Elizabeth Bishop
"Gorgeous." "Luminous." "With utter panache." That's the way the national media has described mezzo-soprano Elizabeth Bishop's voice and performances. She has performed with the Metropolitan Opera as Venus in
Tannhauser, with the Washington National Opera as Eboli in
Don Carlo, and as Mere Marie in
Dialogues of the Carmelites with Deutsche Oper Berlin and the Palm Beach Opera. If you caught the world premiere of
The Dangerous Liaisons on PBS, you saw her perform the role of Emilie. The credits are definitely impressive.

But if you talk with Betsy Bishop '89 for more than 30 seconds, you realize that this successful singer has two endearing characteristics: She doesn't take herself too seriously, and she hasn't abandoned her Southern roots.
Ask about her most memorable performances and you get this answer: "There have been so many for so many different reasons. As far as the 'Gee whiz, I can't believe this,' probably the opening night of
Dangerous Liaisons in Washington. And I sang Venus in
Tannhauser at the Met last year. That was just unbelievable."
Ask her about what she's doing right now, and you'll wonder when she takes time to breathe. "Now I'm on vacation," she says. "I'm doing various and sundry concerts over the summer. Beginning work on
Bluebeard's Castle. . . I'm about to sing Zita for the Washington Opera in
Gianni Schicchi, Puccini's only comic opera (a deathbed scene is played for laughs) which I sang at Furman Opera Theater. Haven't done it since."
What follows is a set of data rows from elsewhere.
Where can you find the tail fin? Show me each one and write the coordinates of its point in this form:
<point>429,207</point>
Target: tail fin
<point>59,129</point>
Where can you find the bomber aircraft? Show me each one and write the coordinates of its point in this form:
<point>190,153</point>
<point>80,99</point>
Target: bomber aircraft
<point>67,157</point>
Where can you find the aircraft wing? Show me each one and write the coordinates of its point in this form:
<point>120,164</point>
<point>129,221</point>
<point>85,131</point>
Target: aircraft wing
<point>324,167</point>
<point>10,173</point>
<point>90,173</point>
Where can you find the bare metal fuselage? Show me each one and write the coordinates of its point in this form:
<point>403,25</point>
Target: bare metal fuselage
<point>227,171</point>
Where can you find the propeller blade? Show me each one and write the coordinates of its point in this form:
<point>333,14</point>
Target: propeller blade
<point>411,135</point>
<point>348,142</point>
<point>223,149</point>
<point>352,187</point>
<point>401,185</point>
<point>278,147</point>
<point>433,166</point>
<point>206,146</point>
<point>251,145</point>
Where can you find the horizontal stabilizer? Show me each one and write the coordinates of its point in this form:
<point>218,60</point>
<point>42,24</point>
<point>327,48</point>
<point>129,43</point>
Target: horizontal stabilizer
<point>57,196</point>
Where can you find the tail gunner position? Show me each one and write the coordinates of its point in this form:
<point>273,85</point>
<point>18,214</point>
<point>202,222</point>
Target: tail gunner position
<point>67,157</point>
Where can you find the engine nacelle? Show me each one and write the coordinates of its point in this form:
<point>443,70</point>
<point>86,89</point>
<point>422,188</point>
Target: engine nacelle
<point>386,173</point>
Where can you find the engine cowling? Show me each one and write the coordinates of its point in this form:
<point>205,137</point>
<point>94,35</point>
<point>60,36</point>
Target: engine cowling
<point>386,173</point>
"Then I'm back to the Met to cover Eboli in
Don Carlo and then doing Adalgisa in Portland and Frica in
Die Walkure in Washington. Plus concerts in between - Verdi
Requiems. I'm singing with the Atlanta Symphony, Octavian in
Der Rosenkavalier. And in the spring I'm going to do a Mahler symphony in Winston-Salem (N.C.) with Robert Moody [fellow Furman alum of 1989], who has just taken over the symphony."
Spring brings another connection with Furman as she performs at the Peace Cetner for the Performing Arts in Greenville with the Furman Symphony Orchestra.
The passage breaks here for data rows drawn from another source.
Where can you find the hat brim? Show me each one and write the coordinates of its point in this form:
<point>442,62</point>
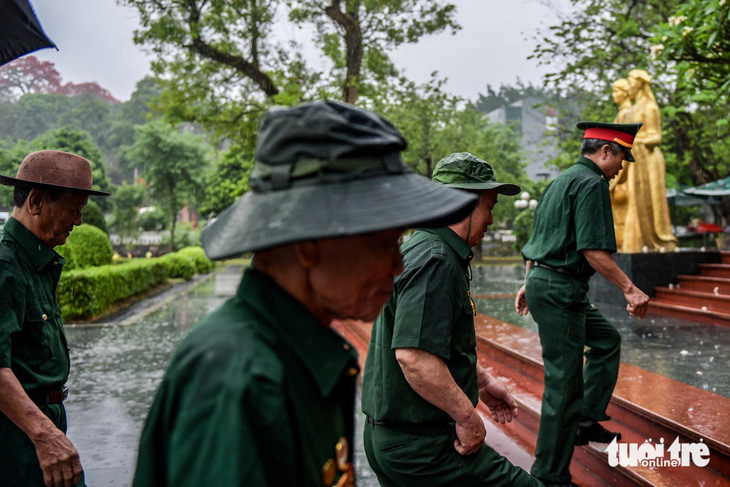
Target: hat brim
<point>22,183</point>
<point>261,220</point>
<point>507,189</point>
<point>628,155</point>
Ask her about her family and she'll tell you she lives with her husband Ken Weiss, music administrator of the Washington Opera, and their four-year-old daughter Katie in Reston, Virginia, and they are "happy as pigs in mud." That happiness, according to Bishop, comes from "striking a decent balance between work and family."
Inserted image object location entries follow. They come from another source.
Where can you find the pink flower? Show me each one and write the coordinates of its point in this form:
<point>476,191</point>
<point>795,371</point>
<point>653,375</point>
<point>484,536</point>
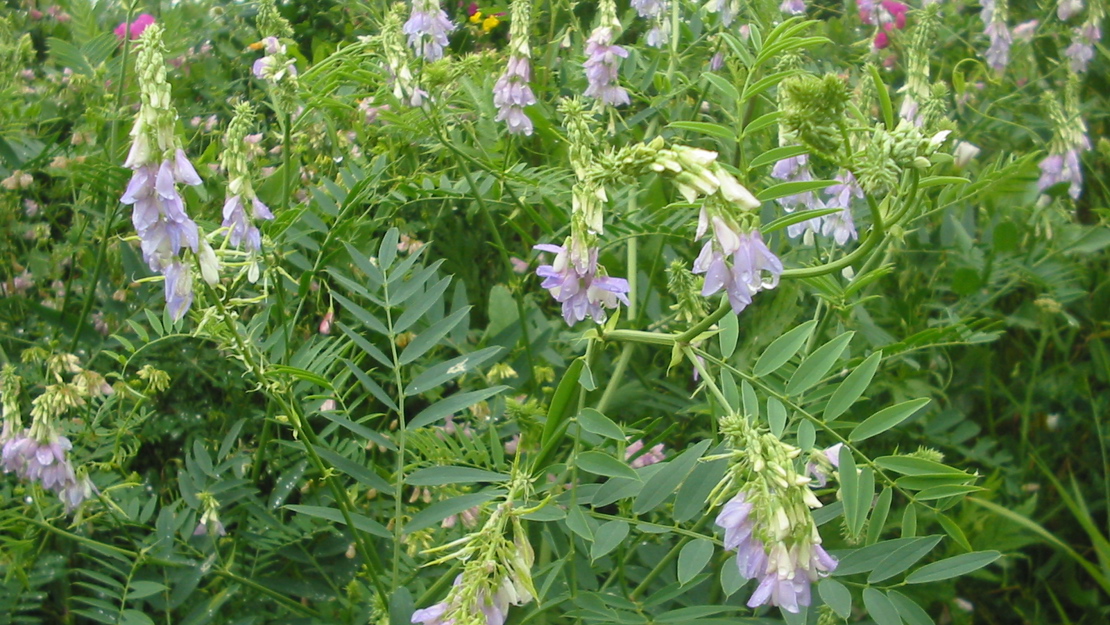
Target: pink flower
<point>138,26</point>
A native of Greenville, Biship went through the public school system and immersed herself in musical experiences - violin, clarinet, choruses, string ensembles. She attended Greenville's Fine Arts Center in violin and voice, then came to Furman on a violin scholarship as well as a Daniel Voice Scholarship. She was far more trained in violin than voice at that point, since "you can do that at a younger age."
By her junior year, she realized that a choice had to be made and, not surprisingly, she chose voice. Not one to limit herself, however, she double-majored in music and political science. While at Furman, she spent a summer in Strobel, outside of Salzburg - studying not music, but German and politics.
After graduating from Furman in 1989, Bishop arrived at Julliard School of Music. Her first reaction was anything but positive: "I sat down the first day of grad school and my first thought was, 'I have made a terrible mistake. I'm back in school.' I clawed my way through Furman, got out and was so proud of myself, and two months later my butt was back in a chair."
That feeling of having made a mistake faded quickly as she settled in and found out that, strangely enough, her studies in political science and history and science gave her a leg up on her classmates. "In a liberal arts education, you learn how to learn," she says. "And learning to learn one subject translates to other subjects. Learning how to research topics in political science helped me to research other areas."
That research prepared Bishop for the opera roles she would face. "To make sense of an opera role and bring something to it, you have to know how opera fits into history and understand a lot about different time periods. It really sets you apart if you can show up in performances and rehearsals with something to say."
In addition to "learning to learn," Bishop says that the music education she received at Furman was excellent, with "top notch" professors. "It was a wonderful preparatory step for me. I don't think I would have done so well had I gone to a different school."
Life since Julliard has not always been easy, and Bishop says it wasn't just her musical abilities that helped her through. "I always could sing. That I never really doubted. I'm a tough little cuss, and that I really never doubted either," she says with a laugh. "You have to have both. When I look back at the things young singers have to do to make it in the business, I'm surprised I had it in me. You live through some really rough stuff to get started. And up until you start getting paid, you never really know."